There’s no reason to doubt Henry’s and Werner’s credentials as baseball guys. And no doubt, as fans of the game, they know the answers to many if not all of these questions. What they can’t possibly appreciate is the genuine pain of perpetual disappointment that these questions represent here in Boston. The new owners talked admiringly of the Red Sox legacy. Truth is that there is a legacy of extraordinary failure. The only way the new owners will be embraced as part of us is either to genuinely feel all the pain, which is pretty much impossible for outsiders, or to end the losing legacy once and for all. Odds are they’ll do neither. More likely this will be just the beginning of another painful chapter with some new characters in leading roles.
ANSWERS TO THE QUIZ
“No, No Nanette.” It was a hit on Broadway, but not quite as big a hit in New York as the Babe.
The great Red Sox shortstop Johnny Pesky, who held the relay from the outfield a split second too long.
Because manager Joe McCarthy was inspired to start Galehouse, a journeyman hurler with the fifth-best record among Red Sox starting pitchers, in the playoff against Cleveland for the 1948 pennant.

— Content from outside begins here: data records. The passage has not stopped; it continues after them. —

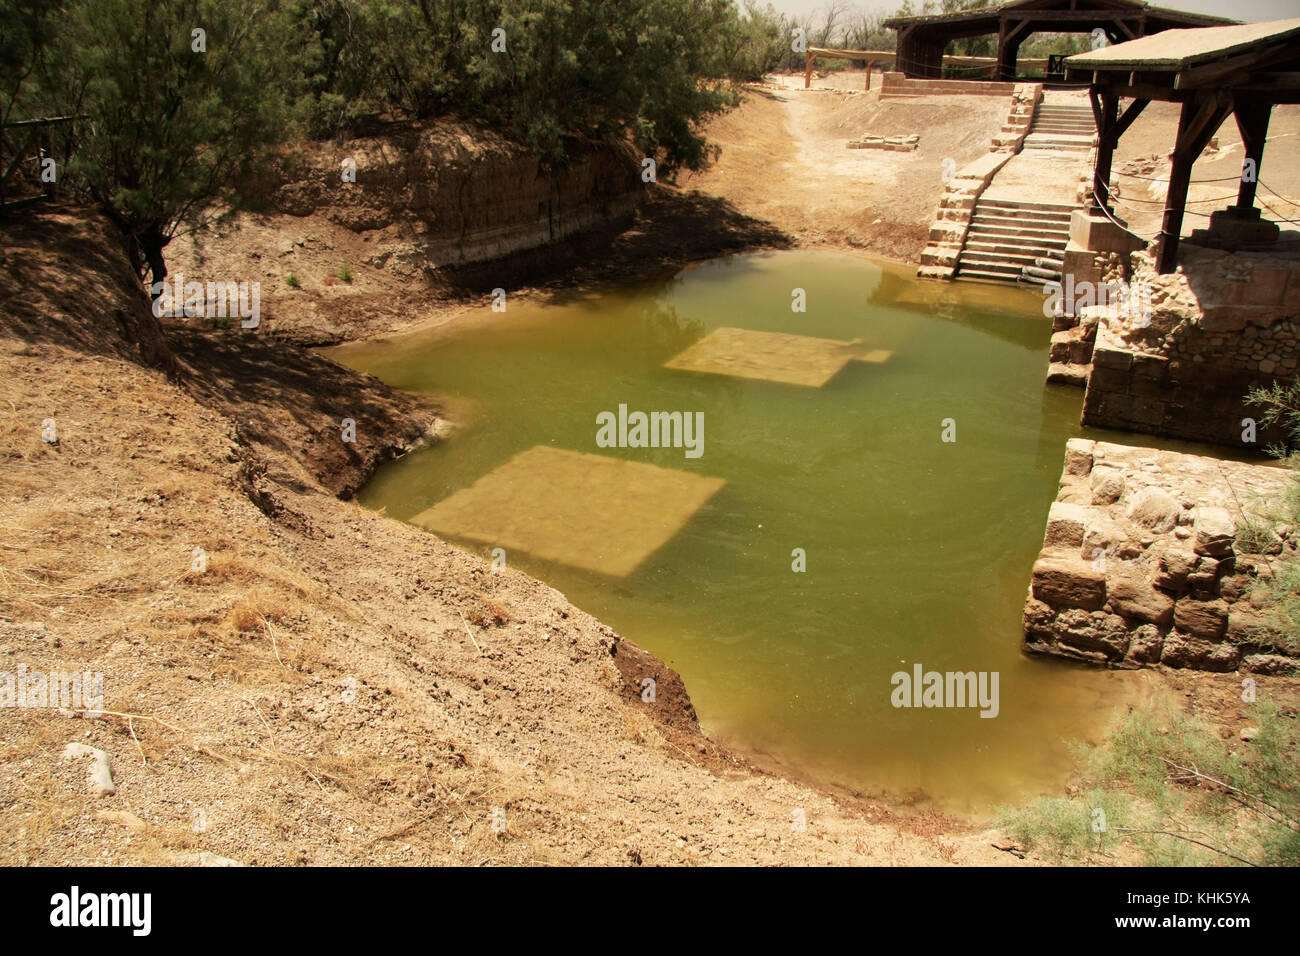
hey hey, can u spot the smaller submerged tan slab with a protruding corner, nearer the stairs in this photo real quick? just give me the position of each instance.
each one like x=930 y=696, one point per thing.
x=774 y=357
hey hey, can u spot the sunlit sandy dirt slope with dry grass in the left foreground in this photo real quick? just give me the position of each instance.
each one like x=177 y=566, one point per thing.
x=335 y=687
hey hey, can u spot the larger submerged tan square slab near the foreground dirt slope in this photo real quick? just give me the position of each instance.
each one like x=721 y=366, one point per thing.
x=590 y=512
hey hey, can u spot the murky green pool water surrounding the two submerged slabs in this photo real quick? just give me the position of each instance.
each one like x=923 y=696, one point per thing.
x=918 y=551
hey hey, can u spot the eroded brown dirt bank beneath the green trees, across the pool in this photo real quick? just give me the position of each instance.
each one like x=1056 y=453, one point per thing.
x=440 y=217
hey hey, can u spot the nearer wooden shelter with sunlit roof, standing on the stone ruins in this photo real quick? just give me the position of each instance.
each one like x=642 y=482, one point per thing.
x=1214 y=72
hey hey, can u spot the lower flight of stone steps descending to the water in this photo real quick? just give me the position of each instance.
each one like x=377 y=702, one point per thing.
x=1011 y=241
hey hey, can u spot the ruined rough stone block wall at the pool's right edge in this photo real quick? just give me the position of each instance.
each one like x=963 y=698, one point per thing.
x=1155 y=557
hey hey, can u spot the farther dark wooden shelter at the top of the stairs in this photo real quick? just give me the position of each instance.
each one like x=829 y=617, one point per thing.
x=924 y=40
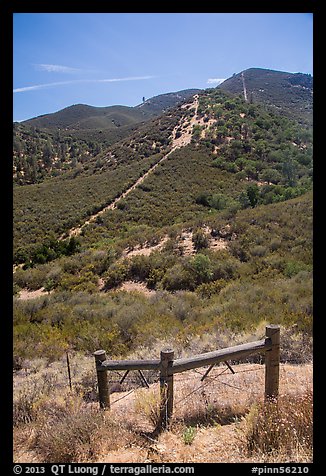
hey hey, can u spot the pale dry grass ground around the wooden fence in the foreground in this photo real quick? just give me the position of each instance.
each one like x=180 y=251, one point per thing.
x=218 y=420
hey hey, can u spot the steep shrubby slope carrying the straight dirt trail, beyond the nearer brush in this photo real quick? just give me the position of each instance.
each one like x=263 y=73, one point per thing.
x=232 y=144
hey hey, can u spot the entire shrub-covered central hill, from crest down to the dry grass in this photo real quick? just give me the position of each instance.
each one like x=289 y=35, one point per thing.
x=198 y=204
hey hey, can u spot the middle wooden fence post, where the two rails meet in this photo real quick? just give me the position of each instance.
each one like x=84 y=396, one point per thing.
x=166 y=387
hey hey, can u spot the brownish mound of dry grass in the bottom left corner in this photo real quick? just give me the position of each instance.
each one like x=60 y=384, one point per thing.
x=67 y=429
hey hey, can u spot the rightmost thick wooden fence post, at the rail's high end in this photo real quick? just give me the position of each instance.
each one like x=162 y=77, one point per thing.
x=272 y=363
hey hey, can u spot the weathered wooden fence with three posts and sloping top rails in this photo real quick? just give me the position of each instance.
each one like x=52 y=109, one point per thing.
x=167 y=367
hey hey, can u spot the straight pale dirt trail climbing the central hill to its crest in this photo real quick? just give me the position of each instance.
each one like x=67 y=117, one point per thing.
x=177 y=142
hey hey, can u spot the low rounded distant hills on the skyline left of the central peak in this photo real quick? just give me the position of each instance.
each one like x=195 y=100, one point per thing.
x=84 y=117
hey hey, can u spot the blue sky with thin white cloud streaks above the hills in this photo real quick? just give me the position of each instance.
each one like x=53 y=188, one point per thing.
x=103 y=59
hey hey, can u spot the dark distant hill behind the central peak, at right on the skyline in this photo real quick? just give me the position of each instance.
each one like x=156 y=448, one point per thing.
x=287 y=93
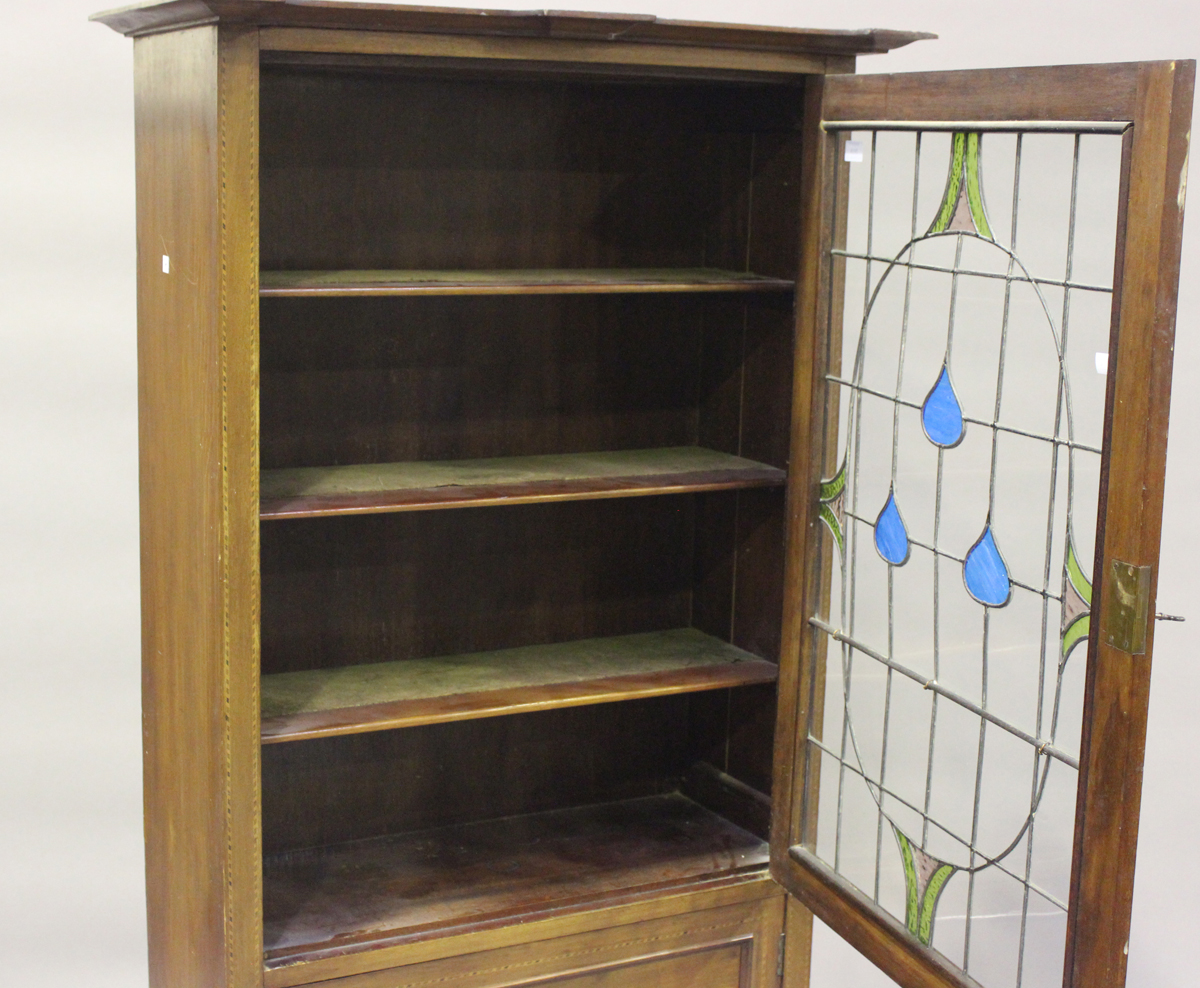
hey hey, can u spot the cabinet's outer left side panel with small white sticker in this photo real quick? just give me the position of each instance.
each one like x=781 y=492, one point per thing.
x=179 y=394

Galehouse got shelled, the Red Sox lost and missed the chance for an all-Beantown World Series against the crosstown Boston Braves (“Spahn and Sain and pray for rain.”) Galehouse would pitch but two more games in the majors.
1967 St. Louis Cardinals, 101-60; 1975 Cincinnati Reds, 108-54; 1986 New York Mets, 108-54
No, not Carlton Fisk. Bigger was Bernie Carbo’s pinch-hit three-run blast in the eighth, which sent the game to extra innings and bestowed highlight-film immortality on Fisk. Which, of course, set Sox fans up for an even bigger seventh-game letdown.

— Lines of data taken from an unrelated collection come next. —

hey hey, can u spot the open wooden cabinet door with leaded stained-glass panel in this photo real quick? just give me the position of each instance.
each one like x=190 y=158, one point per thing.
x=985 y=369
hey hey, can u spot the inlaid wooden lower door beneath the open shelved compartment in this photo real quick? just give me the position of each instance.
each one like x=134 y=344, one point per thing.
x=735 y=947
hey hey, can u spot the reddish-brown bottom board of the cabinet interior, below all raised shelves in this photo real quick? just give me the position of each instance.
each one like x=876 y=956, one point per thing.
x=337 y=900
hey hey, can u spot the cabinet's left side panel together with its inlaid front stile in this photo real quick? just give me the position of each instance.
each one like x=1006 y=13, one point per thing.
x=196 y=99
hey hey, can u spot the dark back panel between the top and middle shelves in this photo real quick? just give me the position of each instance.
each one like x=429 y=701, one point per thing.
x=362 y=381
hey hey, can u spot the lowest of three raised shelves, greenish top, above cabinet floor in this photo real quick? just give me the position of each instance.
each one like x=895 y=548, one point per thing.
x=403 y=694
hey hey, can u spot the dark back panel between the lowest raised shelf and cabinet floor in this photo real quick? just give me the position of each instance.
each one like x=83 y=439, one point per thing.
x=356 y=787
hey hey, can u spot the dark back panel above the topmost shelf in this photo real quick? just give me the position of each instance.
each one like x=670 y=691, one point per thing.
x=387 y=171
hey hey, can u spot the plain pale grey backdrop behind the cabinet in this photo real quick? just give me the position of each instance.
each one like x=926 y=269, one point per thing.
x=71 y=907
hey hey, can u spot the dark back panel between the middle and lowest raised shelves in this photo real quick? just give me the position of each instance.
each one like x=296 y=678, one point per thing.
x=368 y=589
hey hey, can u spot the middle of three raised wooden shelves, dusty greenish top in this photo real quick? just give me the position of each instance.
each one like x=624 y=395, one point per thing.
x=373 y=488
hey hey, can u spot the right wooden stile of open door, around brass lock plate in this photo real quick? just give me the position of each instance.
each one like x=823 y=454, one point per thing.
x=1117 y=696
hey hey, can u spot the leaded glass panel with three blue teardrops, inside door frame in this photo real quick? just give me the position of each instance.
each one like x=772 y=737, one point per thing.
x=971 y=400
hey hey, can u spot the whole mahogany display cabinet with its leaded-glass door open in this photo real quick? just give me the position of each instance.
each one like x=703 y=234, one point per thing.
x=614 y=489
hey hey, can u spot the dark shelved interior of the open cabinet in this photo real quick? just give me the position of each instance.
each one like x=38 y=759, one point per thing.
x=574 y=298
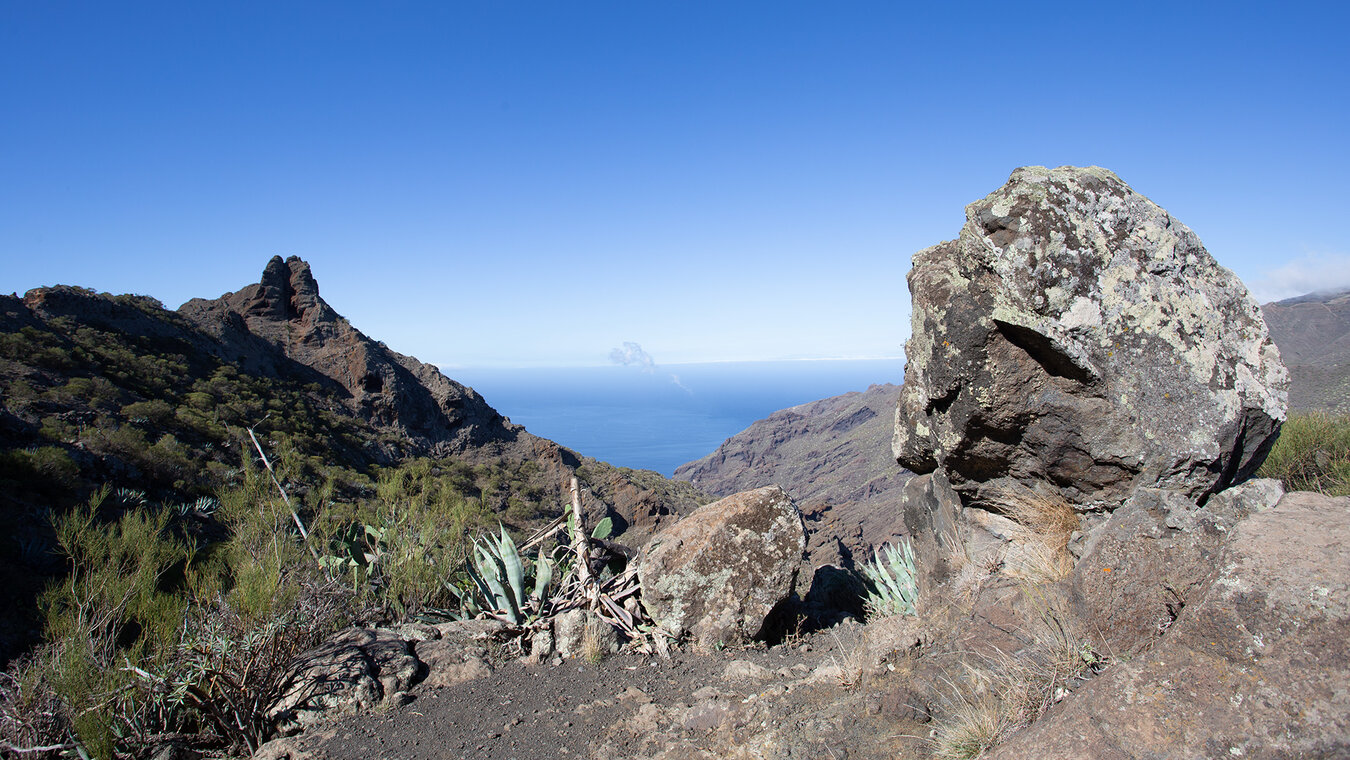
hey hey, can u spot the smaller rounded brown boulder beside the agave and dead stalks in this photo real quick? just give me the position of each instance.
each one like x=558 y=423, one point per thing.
x=719 y=573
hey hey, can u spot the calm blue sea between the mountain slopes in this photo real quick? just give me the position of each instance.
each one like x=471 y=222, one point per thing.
x=662 y=419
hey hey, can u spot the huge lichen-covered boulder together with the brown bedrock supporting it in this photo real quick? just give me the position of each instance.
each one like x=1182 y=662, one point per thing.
x=1091 y=393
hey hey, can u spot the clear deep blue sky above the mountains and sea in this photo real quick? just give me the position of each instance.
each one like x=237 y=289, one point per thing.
x=510 y=184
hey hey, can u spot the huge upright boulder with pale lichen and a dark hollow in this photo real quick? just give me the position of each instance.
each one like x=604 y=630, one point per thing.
x=1078 y=335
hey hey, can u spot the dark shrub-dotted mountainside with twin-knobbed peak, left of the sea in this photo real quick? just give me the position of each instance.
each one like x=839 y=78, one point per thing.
x=117 y=389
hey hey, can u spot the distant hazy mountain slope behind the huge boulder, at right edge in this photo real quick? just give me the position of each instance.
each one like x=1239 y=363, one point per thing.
x=1314 y=338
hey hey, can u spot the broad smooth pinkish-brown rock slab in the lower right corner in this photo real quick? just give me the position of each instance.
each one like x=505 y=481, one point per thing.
x=1255 y=663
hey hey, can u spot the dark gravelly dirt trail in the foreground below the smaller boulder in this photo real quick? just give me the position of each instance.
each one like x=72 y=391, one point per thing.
x=813 y=699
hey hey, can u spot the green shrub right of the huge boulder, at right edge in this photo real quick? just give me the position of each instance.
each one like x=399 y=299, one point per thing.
x=1313 y=454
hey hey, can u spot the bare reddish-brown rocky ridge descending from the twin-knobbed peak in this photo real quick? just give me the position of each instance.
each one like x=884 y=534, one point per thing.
x=281 y=325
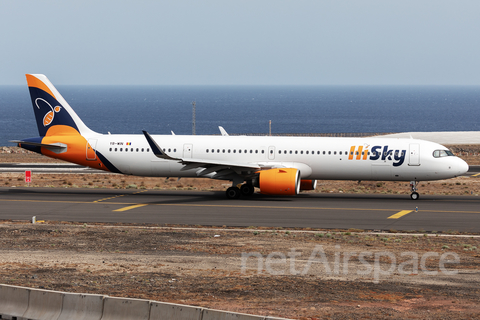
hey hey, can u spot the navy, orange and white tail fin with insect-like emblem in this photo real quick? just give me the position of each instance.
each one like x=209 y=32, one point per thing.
x=52 y=112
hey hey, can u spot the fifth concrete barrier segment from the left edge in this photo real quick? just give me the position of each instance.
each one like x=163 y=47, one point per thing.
x=171 y=311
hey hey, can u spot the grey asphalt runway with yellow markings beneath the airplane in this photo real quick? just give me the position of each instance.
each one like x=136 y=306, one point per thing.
x=343 y=211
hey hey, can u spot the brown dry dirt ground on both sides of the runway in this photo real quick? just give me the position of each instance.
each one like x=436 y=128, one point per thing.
x=299 y=274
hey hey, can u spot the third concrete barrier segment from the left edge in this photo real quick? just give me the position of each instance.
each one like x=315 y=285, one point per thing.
x=81 y=307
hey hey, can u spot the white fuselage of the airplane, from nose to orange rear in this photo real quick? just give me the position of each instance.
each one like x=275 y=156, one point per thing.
x=317 y=158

His version of the eephus ball, a slow bloop curve, which Perez put in orbit and even today, 26 years later, is sometimes still confused with a small planet in a neighboring solar system.

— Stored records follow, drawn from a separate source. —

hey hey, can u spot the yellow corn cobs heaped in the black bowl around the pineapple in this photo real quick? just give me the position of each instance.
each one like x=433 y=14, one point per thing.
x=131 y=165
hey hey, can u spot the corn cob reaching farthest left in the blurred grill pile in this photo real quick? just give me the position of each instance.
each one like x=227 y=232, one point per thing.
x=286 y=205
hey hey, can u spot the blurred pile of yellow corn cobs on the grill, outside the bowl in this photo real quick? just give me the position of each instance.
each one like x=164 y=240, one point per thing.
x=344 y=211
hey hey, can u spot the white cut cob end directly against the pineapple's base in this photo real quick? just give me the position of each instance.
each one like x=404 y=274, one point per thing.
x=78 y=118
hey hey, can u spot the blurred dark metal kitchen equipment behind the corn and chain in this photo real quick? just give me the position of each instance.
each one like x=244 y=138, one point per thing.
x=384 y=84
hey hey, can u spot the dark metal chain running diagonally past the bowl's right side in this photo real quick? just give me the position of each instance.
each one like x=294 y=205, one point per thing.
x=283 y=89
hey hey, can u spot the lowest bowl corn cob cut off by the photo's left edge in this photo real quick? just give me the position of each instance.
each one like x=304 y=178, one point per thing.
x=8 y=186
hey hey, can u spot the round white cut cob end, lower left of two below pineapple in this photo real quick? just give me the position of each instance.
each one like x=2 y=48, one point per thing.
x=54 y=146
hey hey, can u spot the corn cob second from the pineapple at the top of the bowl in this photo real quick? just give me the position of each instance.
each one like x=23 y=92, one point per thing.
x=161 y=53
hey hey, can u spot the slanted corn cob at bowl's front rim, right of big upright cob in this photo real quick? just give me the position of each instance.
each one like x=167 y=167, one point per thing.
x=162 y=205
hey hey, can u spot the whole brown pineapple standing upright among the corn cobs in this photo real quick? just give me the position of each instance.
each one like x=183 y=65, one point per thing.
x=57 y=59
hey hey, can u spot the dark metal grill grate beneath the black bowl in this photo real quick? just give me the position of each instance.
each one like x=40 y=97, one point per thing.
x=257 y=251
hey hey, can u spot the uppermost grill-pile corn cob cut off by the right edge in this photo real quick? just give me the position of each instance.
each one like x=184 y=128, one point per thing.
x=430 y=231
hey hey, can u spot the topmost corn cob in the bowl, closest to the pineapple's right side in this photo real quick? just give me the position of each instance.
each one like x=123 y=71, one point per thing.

Because with the Sox tied up with Cincinnati’s “Big Red Machine” in the ninth inning of the seventh game, manager Darrell Johnson was inspired to call on rookie reliever Burton. Burton, who had won all of one game in his major-league career, walked the first batter and soon gave up the series-winning hit to Joe Morgan. Burton would pitch but one more game in the majors.
Bucky F——* Dent is how the man who blooped the homer over Fenway’s legendary Green Monster to win the 1978 pennant playoff for the Yankees will forever be recalled here. (*Obscenity varies depending on Boston locale and number of women present.)
Because Red Sox manager John McNamara always replaced Buckner, with his gimpy knees, with Dave Stapleton for defensive purposes in the ninth inning and the Sox ahead. But McNamara was inspired by sentimentality to let the gritty Buckner stay on the field for the victory celebration. The celebration never came. And Buckner, as a result of his infamy, fled Boston and moved to Montana
B. And when Clemens enters the Hall of Fame in a Yankee uniform, he will assure his status as the most reviled ex-Boston star in any sport.
Bonus 1) Harry Agganis and Tony Conigliaro. Agganis was a local high school and college football star before becoming the Red Sox first baseman. In 1955, his second season, he was hitting .313 when he complained of chest pains. Less than a month later he was dead from a pulmonary embolism. Conigliaro, the youngest player ever to win a home-run title, was considered a threat to the career home-run mark now held by Hank Aaron. By age 24 Tony C. had stroked 124 home runs when he was hit in the face with a fastball. He would make two comebacks, but was forced to retire because of deteriorating eyesight. In his late 30s, he suffered a heart attack, lingered for years in a coma and died at age 45.
Bonus 2: Manny Ramirez. There are hardships even $160 million can’t disguise.